FDA Wins Control Over Tobacco

With President Obama’s June 22 signing of the Family Smoking Prevention and Tobacco Control Act of 2009 (http://frwebgate.access.gpo.gov/cgibin/ getdoc.cgi?dbname=111_cong_ bills&docid=f:h1256enr.txt.pdf), the Food and Drug Administration (FDA) was given what it and other organizations described as “historic” authority to regulate the manufacture, marketing, and distribution of tobacco products to protect public health and to reduce tobacco use by minors. The Act also established the Center for Tobacco Products within the FDA to administer these regulations.

Now, the FDA is seeking feedback from the public on the approaches and actions the agency should take to reduce the incidence and prevalence of tobacco use and protect public health. “We’re interested in receiving input from across the country as the FDA begins to implement this important new authority intended to reduce the enormous toll of suffering and death caused by tobacco products in the United States,” explained FDA commissioner Margaret A. Hamburg, MD, in a statement announcing the public comment period.

The call for comments was published in the Federal Register on July 1; interested parties have until September 29 to share their views. Comments can be submitted electronically to www. regulations.gov; more information is available in the Federal Register notice, which can be viewed at http:// edocket.access.gpo.gov/2009/pdf/E9- 15549.pdf.

According to the FDA, tobacco products are responsible for more than 430 000 deaths per year, and the Centers for Disease Control and Prevention estimates that 60 million adults in this country alone smoke cigarettes.
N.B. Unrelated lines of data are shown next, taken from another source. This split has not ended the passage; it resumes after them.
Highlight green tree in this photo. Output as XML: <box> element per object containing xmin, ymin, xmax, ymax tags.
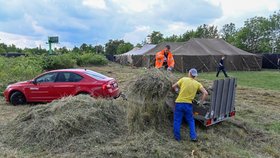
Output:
<box><xmin>105</xmin><ymin>40</ymin><xmax>124</xmax><ymax>58</ymax></box>
<box><xmin>117</xmin><ymin>42</ymin><xmax>133</xmax><ymax>54</ymax></box>
<box><xmin>164</xmin><ymin>35</ymin><xmax>180</xmax><ymax>42</ymax></box>
<box><xmin>195</xmin><ymin>24</ymin><xmax>219</xmax><ymax>38</ymax></box>
<box><xmin>148</xmin><ymin>31</ymin><xmax>164</xmax><ymax>44</ymax></box>
<box><xmin>94</xmin><ymin>45</ymin><xmax>105</xmax><ymax>54</ymax></box>
<box><xmin>179</xmin><ymin>30</ymin><xmax>196</xmax><ymax>42</ymax></box>
<box><xmin>221</xmin><ymin>23</ymin><xmax>237</xmax><ymax>44</ymax></box>
<box><xmin>269</xmin><ymin>10</ymin><xmax>280</xmax><ymax>53</ymax></box>
<box><xmin>236</xmin><ymin>17</ymin><xmax>271</xmax><ymax>53</ymax></box>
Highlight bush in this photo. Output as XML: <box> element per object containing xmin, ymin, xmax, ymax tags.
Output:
<box><xmin>77</xmin><ymin>53</ymin><xmax>108</xmax><ymax>66</ymax></box>
<box><xmin>43</xmin><ymin>54</ymin><xmax>76</xmax><ymax>70</ymax></box>
<box><xmin>0</xmin><ymin>56</ymin><xmax>43</xmax><ymax>92</ymax></box>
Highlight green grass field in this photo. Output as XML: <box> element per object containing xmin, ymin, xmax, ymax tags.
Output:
<box><xmin>199</xmin><ymin>70</ymin><xmax>280</xmax><ymax>91</ymax></box>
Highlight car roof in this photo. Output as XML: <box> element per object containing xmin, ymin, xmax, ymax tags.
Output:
<box><xmin>48</xmin><ymin>69</ymin><xmax>88</xmax><ymax>72</ymax></box>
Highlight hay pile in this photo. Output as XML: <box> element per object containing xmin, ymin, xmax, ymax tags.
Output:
<box><xmin>1</xmin><ymin>95</ymin><xmax>126</xmax><ymax>151</ymax></box>
<box><xmin>128</xmin><ymin>69</ymin><xmax>176</xmax><ymax>131</ymax></box>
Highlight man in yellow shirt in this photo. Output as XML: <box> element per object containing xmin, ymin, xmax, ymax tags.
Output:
<box><xmin>172</xmin><ymin>68</ymin><xmax>208</xmax><ymax>141</ymax></box>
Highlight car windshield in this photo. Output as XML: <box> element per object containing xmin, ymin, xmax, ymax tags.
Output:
<box><xmin>85</xmin><ymin>70</ymin><xmax>108</xmax><ymax>80</ymax></box>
The FDA now can set national standards to control the manufacture of tobacco products, which the law defines as any product made or derived from tobacco that is intended for human consumption.

The Act doesn’t allow the FDA to ban the sale of cigarettes, smokeless tobacco products, cigars, little cigars, pipe tobacco, or roll-your-own tobacco products, nor can the agency require manufacturers to reduce the nicotine yield of a tobacco product to zero. However, the FDA can otherwise reduce the amount of nicotine, reduce or eliminate other harmful components in these products, test these products, and issue recalls, among other powers.
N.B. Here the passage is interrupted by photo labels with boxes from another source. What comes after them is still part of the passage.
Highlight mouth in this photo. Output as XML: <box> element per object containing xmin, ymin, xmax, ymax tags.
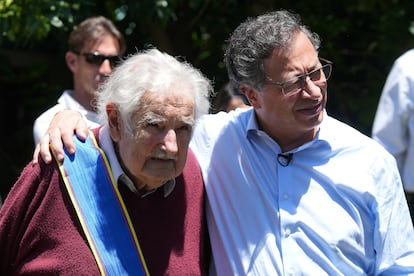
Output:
<box><xmin>298</xmin><ymin>103</ymin><xmax>322</xmax><ymax>115</ymax></box>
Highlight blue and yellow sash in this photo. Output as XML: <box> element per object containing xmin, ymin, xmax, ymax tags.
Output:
<box><xmin>53</xmin><ymin>132</ymin><xmax>149</xmax><ymax>275</ymax></box>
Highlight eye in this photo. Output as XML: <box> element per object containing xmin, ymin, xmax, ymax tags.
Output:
<box><xmin>284</xmin><ymin>76</ymin><xmax>304</xmax><ymax>91</ymax></box>
<box><xmin>309</xmin><ymin>68</ymin><xmax>321</xmax><ymax>81</ymax></box>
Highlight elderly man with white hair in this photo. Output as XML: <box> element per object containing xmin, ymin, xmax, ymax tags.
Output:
<box><xmin>0</xmin><ymin>49</ymin><xmax>212</xmax><ymax>275</ymax></box>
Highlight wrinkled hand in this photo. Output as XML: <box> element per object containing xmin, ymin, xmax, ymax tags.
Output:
<box><xmin>33</xmin><ymin>109</ymin><xmax>88</xmax><ymax>164</ymax></box>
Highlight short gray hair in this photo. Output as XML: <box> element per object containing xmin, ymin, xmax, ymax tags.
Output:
<box><xmin>96</xmin><ymin>49</ymin><xmax>213</xmax><ymax>133</ymax></box>
<box><xmin>224</xmin><ymin>10</ymin><xmax>320</xmax><ymax>91</ymax></box>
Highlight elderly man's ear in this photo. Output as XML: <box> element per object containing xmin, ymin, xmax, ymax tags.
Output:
<box><xmin>239</xmin><ymin>84</ymin><xmax>260</xmax><ymax>108</ymax></box>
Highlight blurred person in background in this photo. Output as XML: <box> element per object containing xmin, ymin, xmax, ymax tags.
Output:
<box><xmin>211</xmin><ymin>82</ymin><xmax>250</xmax><ymax>113</ymax></box>
<box><xmin>33</xmin><ymin>16</ymin><xmax>126</xmax><ymax>145</ymax></box>
<box><xmin>372</xmin><ymin>49</ymin><xmax>414</xmax><ymax>222</ymax></box>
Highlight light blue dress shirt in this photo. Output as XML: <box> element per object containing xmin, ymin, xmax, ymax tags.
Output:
<box><xmin>190</xmin><ymin>109</ymin><xmax>414</xmax><ymax>276</ymax></box>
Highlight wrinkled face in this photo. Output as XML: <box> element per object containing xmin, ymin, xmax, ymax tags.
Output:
<box><xmin>248</xmin><ymin>32</ymin><xmax>327</xmax><ymax>150</ymax></box>
<box><xmin>107</xmin><ymin>89</ymin><xmax>195</xmax><ymax>190</ymax></box>
<box><xmin>67</xmin><ymin>35</ymin><xmax>120</xmax><ymax>109</ymax></box>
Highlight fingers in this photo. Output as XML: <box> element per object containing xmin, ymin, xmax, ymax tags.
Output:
<box><xmin>74</xmin><ymin>118</ymin><xmax>89</xmax><ymax>141</ymax></box>
<box><xmin>32</xmin><ymin>144</ymin><xmax>40</xmax><ymax>164</ymax></box>
<box><xmin>48</xmin><ymin>128</ymin><xmax>68</xmax><ymax>162</ymax></box>
<box><xmin>33</xmin><ymin>110</ymin><xmax>88</xmax><ymax>163</ymax></box>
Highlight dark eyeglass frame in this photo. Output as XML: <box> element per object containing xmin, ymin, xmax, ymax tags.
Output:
<box><xmin>266</xmin><ymin>58</ymin><xmax>333</xmax><ymax>96</ymax></box>
<box><xmin>71</xmin><ymin>50</ymin><xmax>121</xmax><ymax>68</ymax></box>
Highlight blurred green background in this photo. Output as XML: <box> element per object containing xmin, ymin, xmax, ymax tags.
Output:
<box><xmin>0</xmin><ymin>0</ymin><xmax>414</xmax><ymax>197</ymax></box>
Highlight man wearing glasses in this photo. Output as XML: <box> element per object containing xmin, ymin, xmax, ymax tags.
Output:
<box><xmin>34</xmin><ymin>11</ymin><xmax>414</xmax><ymax>275</ymax></box>
<box><xmin>33</xmin><ymin>16</ymin><xmax>126</xmax><ymax>144</ymax></box>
Among other requirements set forth by the new legislation:

• Any new tobacco product—that is, a product not substantially equivalent to an existing tobacco product—that came on the market after February 15, 2007, must go through the application process for premarket approval, as must all such products introduced going forward.
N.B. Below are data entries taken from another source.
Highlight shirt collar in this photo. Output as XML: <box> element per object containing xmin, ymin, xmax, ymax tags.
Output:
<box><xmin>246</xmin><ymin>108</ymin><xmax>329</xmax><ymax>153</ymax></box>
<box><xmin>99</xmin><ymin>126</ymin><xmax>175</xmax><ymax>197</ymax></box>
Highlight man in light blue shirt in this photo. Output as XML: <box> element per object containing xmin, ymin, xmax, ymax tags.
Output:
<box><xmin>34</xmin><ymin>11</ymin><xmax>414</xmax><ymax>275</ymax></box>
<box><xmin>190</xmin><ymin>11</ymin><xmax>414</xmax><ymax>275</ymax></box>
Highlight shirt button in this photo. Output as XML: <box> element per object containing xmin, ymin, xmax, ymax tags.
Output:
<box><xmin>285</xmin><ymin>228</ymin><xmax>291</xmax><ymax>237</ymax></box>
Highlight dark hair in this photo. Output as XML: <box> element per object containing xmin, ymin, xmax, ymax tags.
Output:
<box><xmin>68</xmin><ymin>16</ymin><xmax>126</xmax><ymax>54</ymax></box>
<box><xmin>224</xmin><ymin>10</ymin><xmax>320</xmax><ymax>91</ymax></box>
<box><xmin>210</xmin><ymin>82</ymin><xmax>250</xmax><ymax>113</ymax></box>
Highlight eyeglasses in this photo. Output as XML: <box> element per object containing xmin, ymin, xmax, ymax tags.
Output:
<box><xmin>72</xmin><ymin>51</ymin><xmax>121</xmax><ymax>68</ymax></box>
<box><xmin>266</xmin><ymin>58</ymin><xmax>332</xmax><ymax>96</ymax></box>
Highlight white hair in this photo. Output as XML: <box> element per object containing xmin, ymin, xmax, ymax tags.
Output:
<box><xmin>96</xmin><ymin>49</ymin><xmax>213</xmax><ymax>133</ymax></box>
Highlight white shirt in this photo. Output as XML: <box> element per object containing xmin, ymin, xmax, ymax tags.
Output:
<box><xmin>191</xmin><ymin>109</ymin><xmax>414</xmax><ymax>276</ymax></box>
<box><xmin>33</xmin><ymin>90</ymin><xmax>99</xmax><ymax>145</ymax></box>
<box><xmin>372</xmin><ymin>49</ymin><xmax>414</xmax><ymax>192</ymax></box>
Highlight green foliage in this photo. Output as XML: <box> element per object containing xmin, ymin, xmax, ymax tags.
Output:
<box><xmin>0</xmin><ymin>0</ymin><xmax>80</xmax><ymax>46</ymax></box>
• Labeling must include certain health information, and manufacturers can no longer use the terms “light,” “mild,” or “low” in their marketing or otherwise market the product in a way that makes the user believe it is less harmful than other such products.

• Cigarettes cannot contain any flavor other than tobacco or menthol, including strawberry, grape, orange, clove, cinnamon, and vanilla.

• Manufacturers must alert the FDA if they make any changes to their product.